Il s’agit du premier de trois verdicts attendus ce mois-ci pour le Cavaliere, les deux autres concernant le procès en appel pour fraude fiscale (Mediaset) où il a été condamné à un an en première instance en octobre dernier, et celui en première instance pour prostitution de mineure et abus de pouvoir (Rubygate). « Il est impossible de tolérer une pareille persécution judiciaire qui dure depuis 20 ans », a commenté Silvio Berlusconi dans un communiqué. Le recours en appel est suspensif de la peine en Italie. Pour les peines inférieures à deux ans et quand le condamné a plus de 75 ans, il ne va généralement pas en prison mais il peut être assigné à résidence ou confié aux services sociaux.

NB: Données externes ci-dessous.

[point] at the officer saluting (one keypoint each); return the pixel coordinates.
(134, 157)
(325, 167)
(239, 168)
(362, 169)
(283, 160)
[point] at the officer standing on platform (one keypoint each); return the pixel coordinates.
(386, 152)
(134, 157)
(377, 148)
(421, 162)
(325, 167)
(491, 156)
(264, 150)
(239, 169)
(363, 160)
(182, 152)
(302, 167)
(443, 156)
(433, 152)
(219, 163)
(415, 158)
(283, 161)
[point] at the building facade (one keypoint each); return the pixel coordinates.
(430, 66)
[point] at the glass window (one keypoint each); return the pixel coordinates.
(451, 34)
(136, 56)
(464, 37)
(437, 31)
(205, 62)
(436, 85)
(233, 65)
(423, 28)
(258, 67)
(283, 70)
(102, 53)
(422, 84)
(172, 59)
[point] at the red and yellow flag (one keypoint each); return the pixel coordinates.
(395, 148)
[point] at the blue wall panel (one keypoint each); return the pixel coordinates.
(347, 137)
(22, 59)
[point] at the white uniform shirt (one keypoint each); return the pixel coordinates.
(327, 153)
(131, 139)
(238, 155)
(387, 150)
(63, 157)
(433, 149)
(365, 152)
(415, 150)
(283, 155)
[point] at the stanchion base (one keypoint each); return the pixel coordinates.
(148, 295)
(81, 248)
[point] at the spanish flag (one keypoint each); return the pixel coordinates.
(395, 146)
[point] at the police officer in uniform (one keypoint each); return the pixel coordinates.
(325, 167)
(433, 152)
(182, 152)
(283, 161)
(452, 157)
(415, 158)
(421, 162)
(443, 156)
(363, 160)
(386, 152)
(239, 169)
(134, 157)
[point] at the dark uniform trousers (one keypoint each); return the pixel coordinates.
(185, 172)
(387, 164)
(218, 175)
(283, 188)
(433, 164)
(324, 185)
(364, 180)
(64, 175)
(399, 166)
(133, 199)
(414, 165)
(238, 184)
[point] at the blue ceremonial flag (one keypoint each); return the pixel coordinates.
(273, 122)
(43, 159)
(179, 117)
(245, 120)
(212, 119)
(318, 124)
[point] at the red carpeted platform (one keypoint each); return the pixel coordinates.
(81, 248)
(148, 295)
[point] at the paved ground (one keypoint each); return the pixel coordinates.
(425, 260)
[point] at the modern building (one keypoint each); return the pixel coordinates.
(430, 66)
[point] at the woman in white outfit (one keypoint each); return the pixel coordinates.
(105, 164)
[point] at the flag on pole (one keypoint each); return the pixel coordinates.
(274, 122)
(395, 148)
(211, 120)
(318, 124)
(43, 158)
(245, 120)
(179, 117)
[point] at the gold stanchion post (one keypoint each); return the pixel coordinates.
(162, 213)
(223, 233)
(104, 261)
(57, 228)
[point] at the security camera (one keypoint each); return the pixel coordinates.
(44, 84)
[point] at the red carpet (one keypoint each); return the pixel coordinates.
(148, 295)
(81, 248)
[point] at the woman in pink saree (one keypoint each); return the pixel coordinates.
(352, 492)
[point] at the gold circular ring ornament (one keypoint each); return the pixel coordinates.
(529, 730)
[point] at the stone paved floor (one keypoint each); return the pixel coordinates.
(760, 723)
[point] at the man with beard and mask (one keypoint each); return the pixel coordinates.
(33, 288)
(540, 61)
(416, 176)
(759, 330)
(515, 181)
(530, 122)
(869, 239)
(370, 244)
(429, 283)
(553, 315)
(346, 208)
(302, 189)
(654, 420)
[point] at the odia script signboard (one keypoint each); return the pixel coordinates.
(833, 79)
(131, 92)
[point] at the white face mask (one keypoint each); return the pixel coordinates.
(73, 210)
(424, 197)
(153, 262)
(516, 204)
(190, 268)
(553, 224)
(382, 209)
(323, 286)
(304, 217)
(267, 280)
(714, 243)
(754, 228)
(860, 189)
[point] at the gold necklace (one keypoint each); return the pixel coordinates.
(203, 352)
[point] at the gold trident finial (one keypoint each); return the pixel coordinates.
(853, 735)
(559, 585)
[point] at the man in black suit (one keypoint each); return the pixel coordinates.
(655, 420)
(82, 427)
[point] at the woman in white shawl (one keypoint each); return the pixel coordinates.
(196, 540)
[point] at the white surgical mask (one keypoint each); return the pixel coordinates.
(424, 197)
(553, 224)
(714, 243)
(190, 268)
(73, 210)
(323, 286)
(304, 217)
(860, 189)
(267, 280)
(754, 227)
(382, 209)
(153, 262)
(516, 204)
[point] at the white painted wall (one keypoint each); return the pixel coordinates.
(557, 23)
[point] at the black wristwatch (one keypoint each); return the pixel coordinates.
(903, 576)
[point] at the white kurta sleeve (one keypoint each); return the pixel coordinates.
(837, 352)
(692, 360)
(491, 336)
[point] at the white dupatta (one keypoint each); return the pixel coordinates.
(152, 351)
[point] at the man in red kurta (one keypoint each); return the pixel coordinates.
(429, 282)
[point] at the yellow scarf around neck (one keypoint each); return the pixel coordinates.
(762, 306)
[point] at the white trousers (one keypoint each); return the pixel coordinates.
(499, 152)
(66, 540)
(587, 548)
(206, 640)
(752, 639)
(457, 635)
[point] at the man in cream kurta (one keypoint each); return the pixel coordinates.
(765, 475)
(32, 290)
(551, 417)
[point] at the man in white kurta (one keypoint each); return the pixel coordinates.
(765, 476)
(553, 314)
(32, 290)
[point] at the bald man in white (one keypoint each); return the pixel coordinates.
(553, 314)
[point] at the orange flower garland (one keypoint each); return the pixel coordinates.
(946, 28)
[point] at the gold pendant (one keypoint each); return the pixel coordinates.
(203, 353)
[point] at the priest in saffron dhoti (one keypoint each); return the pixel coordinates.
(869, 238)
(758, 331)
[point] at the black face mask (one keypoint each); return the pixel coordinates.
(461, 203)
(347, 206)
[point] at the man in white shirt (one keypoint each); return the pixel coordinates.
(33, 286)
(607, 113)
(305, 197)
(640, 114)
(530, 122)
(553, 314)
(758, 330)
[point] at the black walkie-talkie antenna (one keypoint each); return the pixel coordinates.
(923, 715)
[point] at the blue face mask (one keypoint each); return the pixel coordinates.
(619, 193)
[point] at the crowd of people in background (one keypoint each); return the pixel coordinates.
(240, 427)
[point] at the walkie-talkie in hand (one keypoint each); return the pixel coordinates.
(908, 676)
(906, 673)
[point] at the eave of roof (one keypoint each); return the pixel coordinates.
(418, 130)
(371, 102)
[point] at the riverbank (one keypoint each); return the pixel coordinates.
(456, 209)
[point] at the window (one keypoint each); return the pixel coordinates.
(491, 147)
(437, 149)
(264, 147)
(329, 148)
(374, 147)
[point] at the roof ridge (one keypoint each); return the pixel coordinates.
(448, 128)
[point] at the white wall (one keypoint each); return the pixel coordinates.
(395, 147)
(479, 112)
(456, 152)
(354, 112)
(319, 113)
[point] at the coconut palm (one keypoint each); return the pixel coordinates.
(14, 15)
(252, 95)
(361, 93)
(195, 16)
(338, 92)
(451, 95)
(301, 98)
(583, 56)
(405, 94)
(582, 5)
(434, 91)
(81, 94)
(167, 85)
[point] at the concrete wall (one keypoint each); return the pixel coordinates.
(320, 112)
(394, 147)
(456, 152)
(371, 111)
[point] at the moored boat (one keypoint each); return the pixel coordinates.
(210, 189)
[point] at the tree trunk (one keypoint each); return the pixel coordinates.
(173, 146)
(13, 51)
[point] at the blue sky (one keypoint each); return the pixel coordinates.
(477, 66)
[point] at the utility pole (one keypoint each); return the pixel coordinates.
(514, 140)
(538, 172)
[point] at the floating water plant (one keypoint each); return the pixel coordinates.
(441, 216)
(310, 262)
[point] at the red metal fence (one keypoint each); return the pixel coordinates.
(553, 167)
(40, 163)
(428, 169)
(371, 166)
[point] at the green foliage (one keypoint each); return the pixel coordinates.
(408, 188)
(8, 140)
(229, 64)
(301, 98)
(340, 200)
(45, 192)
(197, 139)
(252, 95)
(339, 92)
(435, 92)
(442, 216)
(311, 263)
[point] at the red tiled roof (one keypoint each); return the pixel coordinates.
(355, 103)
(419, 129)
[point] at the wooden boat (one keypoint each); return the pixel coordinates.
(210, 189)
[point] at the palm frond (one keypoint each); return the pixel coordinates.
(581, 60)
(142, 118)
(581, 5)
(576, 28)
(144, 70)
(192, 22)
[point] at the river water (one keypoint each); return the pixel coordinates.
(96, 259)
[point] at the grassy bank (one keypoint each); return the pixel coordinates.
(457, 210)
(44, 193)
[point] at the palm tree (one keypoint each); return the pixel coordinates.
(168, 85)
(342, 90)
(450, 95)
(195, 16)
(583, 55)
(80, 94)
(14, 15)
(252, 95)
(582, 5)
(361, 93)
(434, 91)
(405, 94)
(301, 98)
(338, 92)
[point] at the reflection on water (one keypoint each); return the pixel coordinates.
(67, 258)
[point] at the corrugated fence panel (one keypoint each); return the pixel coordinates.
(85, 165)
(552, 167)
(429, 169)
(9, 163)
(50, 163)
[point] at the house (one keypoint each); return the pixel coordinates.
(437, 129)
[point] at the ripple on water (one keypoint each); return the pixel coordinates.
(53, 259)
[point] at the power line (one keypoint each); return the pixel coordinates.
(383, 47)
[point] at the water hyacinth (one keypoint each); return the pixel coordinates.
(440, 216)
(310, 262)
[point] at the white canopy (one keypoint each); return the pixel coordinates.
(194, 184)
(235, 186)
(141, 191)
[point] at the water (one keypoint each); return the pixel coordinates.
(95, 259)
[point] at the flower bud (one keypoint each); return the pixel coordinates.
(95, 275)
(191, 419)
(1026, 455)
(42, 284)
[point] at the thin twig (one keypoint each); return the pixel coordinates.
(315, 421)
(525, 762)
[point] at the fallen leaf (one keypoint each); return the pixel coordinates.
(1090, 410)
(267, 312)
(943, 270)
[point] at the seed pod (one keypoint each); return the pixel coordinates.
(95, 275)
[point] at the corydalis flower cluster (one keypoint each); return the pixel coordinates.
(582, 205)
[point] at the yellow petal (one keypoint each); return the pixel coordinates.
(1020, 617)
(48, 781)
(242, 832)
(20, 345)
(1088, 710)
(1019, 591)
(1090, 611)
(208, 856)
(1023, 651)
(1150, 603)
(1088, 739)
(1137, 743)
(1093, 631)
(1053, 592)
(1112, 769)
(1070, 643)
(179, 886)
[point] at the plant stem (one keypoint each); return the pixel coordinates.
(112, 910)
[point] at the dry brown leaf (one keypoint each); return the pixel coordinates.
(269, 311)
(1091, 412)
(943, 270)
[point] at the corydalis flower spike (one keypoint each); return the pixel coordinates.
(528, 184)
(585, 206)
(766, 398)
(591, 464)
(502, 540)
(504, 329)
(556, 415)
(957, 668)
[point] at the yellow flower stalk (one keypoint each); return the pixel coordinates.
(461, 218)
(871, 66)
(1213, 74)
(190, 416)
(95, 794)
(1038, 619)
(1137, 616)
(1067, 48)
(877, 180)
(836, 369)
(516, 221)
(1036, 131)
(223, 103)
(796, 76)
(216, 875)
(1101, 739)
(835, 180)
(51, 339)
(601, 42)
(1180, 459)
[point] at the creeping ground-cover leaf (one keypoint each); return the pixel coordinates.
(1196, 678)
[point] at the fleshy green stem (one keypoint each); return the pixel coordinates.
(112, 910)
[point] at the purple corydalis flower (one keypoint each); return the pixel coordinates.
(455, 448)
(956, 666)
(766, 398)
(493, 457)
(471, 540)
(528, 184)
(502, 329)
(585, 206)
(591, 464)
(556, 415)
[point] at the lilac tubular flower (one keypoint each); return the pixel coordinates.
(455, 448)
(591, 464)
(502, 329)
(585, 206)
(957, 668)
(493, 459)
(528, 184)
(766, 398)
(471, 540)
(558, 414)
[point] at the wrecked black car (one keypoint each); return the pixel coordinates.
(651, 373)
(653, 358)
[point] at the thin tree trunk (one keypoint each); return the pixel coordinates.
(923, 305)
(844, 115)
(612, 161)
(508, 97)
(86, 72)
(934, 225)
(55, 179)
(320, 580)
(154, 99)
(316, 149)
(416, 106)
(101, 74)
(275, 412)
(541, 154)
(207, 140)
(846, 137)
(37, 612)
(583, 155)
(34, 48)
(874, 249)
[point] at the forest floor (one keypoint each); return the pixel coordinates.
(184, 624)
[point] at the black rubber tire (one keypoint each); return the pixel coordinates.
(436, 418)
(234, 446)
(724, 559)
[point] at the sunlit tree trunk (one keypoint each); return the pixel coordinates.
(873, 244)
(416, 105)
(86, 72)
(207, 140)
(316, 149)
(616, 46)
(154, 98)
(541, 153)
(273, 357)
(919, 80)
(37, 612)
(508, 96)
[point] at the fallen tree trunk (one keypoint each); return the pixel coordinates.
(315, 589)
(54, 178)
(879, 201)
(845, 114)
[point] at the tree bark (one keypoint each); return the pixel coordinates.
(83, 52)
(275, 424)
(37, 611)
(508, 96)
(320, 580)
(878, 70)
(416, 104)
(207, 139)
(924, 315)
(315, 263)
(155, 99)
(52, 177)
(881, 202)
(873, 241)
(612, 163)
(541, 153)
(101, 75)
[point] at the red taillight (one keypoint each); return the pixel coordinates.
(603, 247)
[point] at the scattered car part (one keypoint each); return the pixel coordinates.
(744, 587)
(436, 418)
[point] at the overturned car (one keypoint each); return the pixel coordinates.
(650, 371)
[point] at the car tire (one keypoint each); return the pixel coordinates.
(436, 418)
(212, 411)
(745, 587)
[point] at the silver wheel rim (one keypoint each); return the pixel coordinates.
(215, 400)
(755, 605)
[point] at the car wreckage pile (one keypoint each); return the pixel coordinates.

La prescription dans cette affaire interviendra de toute manière en juillet-août, bien avant une éventuelle condamnation définitive (sachant que M. Berlusconi irait sans doute en Cassation si un procès en appel confirmait la peine de première instance), a indiqué une source proche de la défense. Dans cette affaire, l’ancien chef du gouvernement est jugé pour la publication illégale fin 2005 dans un journal de son groupe (Il Giornale) d’une écoute téléphonique entre le chef de la gauche à l’époque, Piero Fassino, et le président de l’assureur Unipol, Giovanni Consorte, alors que cette compagnie avait lancé une OPA sur la banque BNL. Dans la conversation, M. Fassino déclarait à M. Consorte : « Maintenant nous avons une banque ».